Dr. Shahla Nasserasr
Assistant Professor
School of Mathematical Sciences
585-475-5150
Profile
Dr. Nasserasr works in the School of Mathematical Sciences. The project for this summer will involve patterns of matricies and their structures. We will look at matrices when some of the entries are not known, and look for cases when unknown entries can be filled with values so that the matrix has a desired property.
Dr. Lucia Carichino
Assistant Professor
School of Mathematical Sciences
(585) 475-2537
lcsma1@rit.edu
Profile
Dr. Lucia Carichino is an Assistant Professor in the School of Mathematical Sciences at RIT, with a specialty in Mathematical Biology. The focus of her research is on mathematical and computational models of multiscale biological systems. Her work is motivated by the need for new tools to interpret experimental data in biology and medicine. Her group develops models of ocular dynamics and mico-swimmers locomotion. In the eye, her group studies how ocular diseases are related to vascular and structural changes, and study the interaction between contact lenses, tear film and the deformable eye. In relation to mico-swimmers, her group studies hydrodynamic and biochemical interactions in sperm motility. To learn more about her research visit: https://sites.google.com/site/lcarichino/.
Dr.

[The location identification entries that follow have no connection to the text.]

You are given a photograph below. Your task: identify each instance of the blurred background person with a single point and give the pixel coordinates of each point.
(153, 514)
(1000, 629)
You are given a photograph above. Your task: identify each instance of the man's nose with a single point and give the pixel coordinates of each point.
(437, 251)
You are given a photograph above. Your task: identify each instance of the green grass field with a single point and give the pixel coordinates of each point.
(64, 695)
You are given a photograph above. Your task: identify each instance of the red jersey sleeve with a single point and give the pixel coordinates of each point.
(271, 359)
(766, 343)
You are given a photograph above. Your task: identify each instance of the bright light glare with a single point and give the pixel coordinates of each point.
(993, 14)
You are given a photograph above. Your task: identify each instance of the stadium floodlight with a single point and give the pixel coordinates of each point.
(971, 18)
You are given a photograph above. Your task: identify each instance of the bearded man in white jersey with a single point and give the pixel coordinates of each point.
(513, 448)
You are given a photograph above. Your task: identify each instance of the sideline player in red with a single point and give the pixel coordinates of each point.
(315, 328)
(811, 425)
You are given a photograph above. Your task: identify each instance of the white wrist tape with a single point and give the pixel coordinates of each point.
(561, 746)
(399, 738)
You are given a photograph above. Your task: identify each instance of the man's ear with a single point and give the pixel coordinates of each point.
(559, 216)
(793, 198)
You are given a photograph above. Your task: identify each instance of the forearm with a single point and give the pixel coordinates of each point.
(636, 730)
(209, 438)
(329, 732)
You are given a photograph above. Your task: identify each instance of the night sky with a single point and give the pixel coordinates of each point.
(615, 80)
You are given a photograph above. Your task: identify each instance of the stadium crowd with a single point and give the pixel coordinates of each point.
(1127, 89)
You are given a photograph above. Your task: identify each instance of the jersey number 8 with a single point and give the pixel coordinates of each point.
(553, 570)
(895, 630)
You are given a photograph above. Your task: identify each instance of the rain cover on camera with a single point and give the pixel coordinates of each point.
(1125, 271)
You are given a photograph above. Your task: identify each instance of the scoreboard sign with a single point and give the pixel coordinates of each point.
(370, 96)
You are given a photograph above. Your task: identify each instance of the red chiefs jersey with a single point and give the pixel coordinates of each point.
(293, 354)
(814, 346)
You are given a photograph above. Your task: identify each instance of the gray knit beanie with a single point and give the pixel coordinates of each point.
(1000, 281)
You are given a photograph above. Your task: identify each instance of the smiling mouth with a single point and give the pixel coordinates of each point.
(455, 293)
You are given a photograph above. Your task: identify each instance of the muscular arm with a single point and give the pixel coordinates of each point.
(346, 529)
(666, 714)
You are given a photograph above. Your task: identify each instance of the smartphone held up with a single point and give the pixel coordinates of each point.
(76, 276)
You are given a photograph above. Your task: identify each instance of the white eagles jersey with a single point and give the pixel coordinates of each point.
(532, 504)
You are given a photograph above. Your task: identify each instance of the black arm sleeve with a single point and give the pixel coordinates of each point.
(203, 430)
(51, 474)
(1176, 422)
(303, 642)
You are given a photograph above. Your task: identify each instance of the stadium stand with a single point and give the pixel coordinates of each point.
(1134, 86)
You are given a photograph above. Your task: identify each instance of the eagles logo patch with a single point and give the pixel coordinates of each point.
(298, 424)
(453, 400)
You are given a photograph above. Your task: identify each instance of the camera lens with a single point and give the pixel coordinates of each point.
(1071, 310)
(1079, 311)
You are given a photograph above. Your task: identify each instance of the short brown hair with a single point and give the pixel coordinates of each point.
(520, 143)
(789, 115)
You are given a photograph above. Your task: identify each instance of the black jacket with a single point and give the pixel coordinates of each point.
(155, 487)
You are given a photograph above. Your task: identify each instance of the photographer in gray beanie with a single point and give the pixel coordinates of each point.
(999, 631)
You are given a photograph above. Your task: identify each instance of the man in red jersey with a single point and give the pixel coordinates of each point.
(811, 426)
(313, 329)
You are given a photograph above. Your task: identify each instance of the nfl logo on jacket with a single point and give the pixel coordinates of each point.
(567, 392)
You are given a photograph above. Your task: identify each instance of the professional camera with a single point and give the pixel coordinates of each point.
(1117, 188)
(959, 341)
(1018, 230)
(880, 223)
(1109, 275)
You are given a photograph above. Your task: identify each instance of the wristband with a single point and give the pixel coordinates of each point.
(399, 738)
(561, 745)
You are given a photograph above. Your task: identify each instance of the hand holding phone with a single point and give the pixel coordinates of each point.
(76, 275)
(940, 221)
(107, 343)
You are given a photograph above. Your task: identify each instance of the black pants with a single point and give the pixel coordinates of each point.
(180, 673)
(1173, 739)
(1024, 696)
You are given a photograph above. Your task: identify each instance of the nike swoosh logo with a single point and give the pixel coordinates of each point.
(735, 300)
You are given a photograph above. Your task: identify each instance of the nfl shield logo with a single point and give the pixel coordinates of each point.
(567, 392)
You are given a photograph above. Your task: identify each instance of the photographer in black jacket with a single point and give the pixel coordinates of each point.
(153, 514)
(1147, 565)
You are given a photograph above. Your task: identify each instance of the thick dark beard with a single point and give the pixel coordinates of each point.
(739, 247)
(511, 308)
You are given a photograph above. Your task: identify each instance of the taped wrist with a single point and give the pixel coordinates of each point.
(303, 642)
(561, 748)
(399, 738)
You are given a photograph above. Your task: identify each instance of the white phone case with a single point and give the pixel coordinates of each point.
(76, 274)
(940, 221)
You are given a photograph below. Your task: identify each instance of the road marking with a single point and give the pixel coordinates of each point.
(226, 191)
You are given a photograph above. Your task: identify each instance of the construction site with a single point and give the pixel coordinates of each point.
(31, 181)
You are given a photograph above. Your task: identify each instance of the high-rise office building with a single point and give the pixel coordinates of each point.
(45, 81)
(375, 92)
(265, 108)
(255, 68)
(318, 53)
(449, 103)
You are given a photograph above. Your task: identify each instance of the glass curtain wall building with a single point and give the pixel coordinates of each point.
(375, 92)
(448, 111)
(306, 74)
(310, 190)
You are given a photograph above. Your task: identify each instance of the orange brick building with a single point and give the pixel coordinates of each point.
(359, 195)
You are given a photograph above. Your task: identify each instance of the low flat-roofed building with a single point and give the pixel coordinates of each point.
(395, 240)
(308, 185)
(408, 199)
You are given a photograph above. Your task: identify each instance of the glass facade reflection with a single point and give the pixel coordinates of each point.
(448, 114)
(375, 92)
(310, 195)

Eli J. Borrego
Assistant Professor
Thomas H. Gosnell School of Life Sciences
585-475-2184
Profile
Dr. Eli Borrego is an Assistant Professor in the Thomas H. Gosnell School of Life Sciences. He explores the role of a group of hormone-like lipid signals, known as oxylipins, in plants. These molecules have revolutionized medicine, where nearly 80% of drugs target pathways under oxylipin control, but outside of mammals little is known regarding their biosynthesis, function, or signaling. The Borrego research group combines genetic, molecular, and biochemical tools with transcriptomic, lipidomic, and metabolomic technologies to answer oxylipin-related questions in biology, biochemistry, plant pathology, entomology, and mycology. The groups emphasis is to elucidate oxylipins in agro-economically relevant processes of crops, such as during defense against pathogens and insects, tolerance during drought, and heavy metal accumulation. In addition to the molecular biology and biochemistry laboratory component, this work utilizes field and greenhouse spaces.